Does watching a livestream count as going to church?
This is one of the most genuinely debated questions in American Christianity since 2020. Pastors and theologians disagree, and their answers reveal real theological commitments.
The case for livestream as real church attendance: If the preaching of the Word and participation in prayer and worship are central to what makes church, church — then watching a livestream can genuinely involve all of these. Many elderly, ill, and homebound Christians have worshipped this way for decades via radio and television. The Holy Spirit is not limited by physical location.
The case that it's not a full substitute: The New Testament describes the church as an embodied community — people physically gathered who eat together, pray together, suffer together, and hold each other accountable. The sacraments (baptism, Communion) require physical presence. Accountability and community in small groups are impossible through a screen. Most theologians across traditions hold that livestreaming is a supplement for those who cannot attend, not an equivalent replacement for those who can.
The most common pastoral answer: use livestreaming when circumstances prevent attendance, but don't let it become a permanent substitute for belonging to a physical congregation if you're physically able to attend one.
Tips for a better online church experience
- Treat it like an in-person service. Get dressed. Sit at a table or in a chair rather than on the sofa. Put your phone away except for taking notes. The physical posture matters.
- Have a Bible open. Follow along with the Scripture readings. Make notes. Engage actively rather than passively consuming.
- Watch with someone. If you have a spouse, family member, or roommate, watch together and discuss the sermon afterward. This reintroduces the community element that solo streaming lacks.
- Give online. If you're watching a specific church's service regularly, set up recurring online giving. Financial participation is part of belonging.
- Connect with the community. Many churches with strong online campuses have online small groups, chat rooms during the service, and dedicated online campus pastors. Engage with these if you're attending remotely long-term.

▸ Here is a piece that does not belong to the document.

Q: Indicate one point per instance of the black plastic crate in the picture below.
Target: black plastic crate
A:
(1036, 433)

- Move toward in-person. Use online attendance as a bridge, not a permanent state. If you're able to attend in person but find online more convenient, it may be worth asking why — and whether that convenience is serving your spiritual growth.

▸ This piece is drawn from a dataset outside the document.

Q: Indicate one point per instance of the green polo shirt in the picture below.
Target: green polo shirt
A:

Frequently asked questions
Can I receive Communion during a livestream service?
Some Protestant churches encourage people watching at home to have bread and juice or water ready and receive Communion together during the livestream. Most liturgical traditions (Catholic, Orthodox, Anglican) hold that Communion requires physical presence — the sacrament cannot be received online. Check your tradition's teaching.
Is watching a televised service the same as livestreaming?
Televised church services (like Joel Osteen's Sunday broadcast on national TV) are pre-recorded or broadcast-delayed, not interactive. Livestreaming is in real time and often allows some form of interaction (chat, prayer requests). Both are forms of watching church remotely; livestreaming is closer to the experience of attending the service as it happens.